Foreign investment fears misplaced, forum told

Joel Fitzgibbon at the Global Food Forum
The Australian | 15 April 2015

Foreign investment fears misplaced, forum told

THE nation’s peak farming group has criticised the Abbott government’s reduced threshold for foreign farm purchases and delays in the release of the agriculture white paper.

Speaking at a politics panel at The Australian’s Global Food Forum today, National Farmers’ Federation president Brent Finlay flagged problems with the reduction in the foreign investment review threshold for farmland from $252 million to $15m.

“We support foreign investment in this country. We are concerned about the $15m threshold that it could become a choke on foreign investment in this country,” he told the forum, moderated by The Australian’s Paul Kelly.

Federal Labor agriculture spokesman Joel Fitzgibbon said by 2050 Australia would need $600 billion of investment to capitalise on agricultural export opportunities.

Political leaders needed to sell the benefits of offshore capital instead of pandering to xenophobia.

“As a country we should be dealing with the community concern about foreign investment and explaining why foreign investment is OK and is important rather than coming up with policy about changing thresholds,’’ Mr Fitzgibbon said.

“That only sends the wrong signals to our investors in a very competitive environment and certainly the wrong signals to Australians and the community more generally who we need to take with us.

“It is designed to send a signal … that there is a problem and the government is doing something about it, when the reality is there is no problem and it will only send more and more applications unnecessarily to the FIRB, it will clog the system and it will do nothing to develop community confidence.”

Fellow panellist and Liberal MP for Hume in NSW, Angus Taylor, said he agreed that government needed to bring the community along on the issue and foreign capital was vital.

“We need huge amounts of investment. Not every dollar of investment is always good — that’s why we have the ACCC and the FIRB. If the objective of the investment is to monopolise, that’s not what we like,’’ he said.

Mr Taylor, an economist and former consultant who hails from a farming background, said there was little apprehension of foreign investment in genuinely rural areas and much of the fear actually comes from outside the areas in the towns and cities.

While the panel discussion featured substantial criticism of government on foreign investment, there was broad praise and support for the government’s performance in clinching free-trade deals with South Korea, Japan and China under the leadership of Trade Minister Andrew Robb.

Mr Finlay also used the panel discussion to call for more investment in rail infrastructure — including the Brisbane to Melbourne inland freight line — to help farmers get product to market.

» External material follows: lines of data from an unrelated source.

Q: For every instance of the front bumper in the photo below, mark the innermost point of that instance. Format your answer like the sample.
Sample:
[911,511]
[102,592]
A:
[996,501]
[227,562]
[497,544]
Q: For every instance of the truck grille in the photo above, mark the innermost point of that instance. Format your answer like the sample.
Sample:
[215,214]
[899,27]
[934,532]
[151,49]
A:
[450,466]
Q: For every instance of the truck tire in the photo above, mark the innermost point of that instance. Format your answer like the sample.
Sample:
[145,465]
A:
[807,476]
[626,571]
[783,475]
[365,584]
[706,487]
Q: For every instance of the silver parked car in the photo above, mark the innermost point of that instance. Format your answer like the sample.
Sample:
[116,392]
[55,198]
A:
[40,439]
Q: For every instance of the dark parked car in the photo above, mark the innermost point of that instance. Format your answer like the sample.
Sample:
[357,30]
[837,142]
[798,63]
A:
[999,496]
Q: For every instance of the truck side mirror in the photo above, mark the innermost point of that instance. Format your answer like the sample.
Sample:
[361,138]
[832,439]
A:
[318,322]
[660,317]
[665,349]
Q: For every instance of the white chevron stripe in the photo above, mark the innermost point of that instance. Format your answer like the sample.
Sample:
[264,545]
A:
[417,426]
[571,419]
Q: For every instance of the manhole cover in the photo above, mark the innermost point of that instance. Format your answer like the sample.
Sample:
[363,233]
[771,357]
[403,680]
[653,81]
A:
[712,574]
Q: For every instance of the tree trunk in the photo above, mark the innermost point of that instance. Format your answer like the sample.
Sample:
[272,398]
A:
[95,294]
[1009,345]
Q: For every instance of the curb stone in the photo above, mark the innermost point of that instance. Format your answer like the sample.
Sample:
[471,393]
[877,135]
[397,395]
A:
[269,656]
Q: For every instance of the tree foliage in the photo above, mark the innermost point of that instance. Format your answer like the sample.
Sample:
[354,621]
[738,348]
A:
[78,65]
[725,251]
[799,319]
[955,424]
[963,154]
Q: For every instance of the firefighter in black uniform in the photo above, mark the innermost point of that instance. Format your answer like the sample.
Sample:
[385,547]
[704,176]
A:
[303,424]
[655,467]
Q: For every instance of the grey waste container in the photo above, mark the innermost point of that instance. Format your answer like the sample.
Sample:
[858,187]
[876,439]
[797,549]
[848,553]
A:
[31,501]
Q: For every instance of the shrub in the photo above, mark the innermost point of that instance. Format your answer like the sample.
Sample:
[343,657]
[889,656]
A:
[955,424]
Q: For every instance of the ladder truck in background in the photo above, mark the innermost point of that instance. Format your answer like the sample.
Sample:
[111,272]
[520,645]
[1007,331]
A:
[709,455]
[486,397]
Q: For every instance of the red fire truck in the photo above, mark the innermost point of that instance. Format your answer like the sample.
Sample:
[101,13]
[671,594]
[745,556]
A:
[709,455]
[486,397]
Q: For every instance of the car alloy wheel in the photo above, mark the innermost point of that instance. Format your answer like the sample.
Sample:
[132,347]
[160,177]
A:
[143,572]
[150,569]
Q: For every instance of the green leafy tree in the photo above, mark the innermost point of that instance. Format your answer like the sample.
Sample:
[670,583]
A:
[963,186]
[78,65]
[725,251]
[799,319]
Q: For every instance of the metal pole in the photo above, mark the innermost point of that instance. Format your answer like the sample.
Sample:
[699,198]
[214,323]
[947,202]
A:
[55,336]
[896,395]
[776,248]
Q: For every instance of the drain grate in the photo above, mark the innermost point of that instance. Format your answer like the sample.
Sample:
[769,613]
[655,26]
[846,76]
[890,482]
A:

But Mr Fitzgibbon warned the sector would need to forget about government investment in the current fiscal circumstances.

“Anyone who thinks it will be about government spending in this environment is kidding themselves,’’ he said. “It will be the private sector doing that.”

Mr Taylor said there would be government investment in the sector, but projects such as inland rail would have to be majority private funded.

He said the industry did not have a great track record in bringing forward “investable” projects, but in the past six months that had begun to change with Graincorp bringing some well thought out projects to market.

Mr Finlay also raised the delay in the agriculture white paper as a concern, saying the industry thought “we would have seen it well and truly by now” and wanted to see it released before the budget.

“We are certainly waiting for it. We hope that is not far away,’’ he said.

Mr Fitzgibbon said the delays — as the document was shuffled between ministerial offices — increased the chance that it would be a document of compromise rather than a genuine vision for the sector.

Mr Taylor defended the delays in the paper, saying there were not a lot of people in the industry “hanging their hats” on its release to make investment decisions.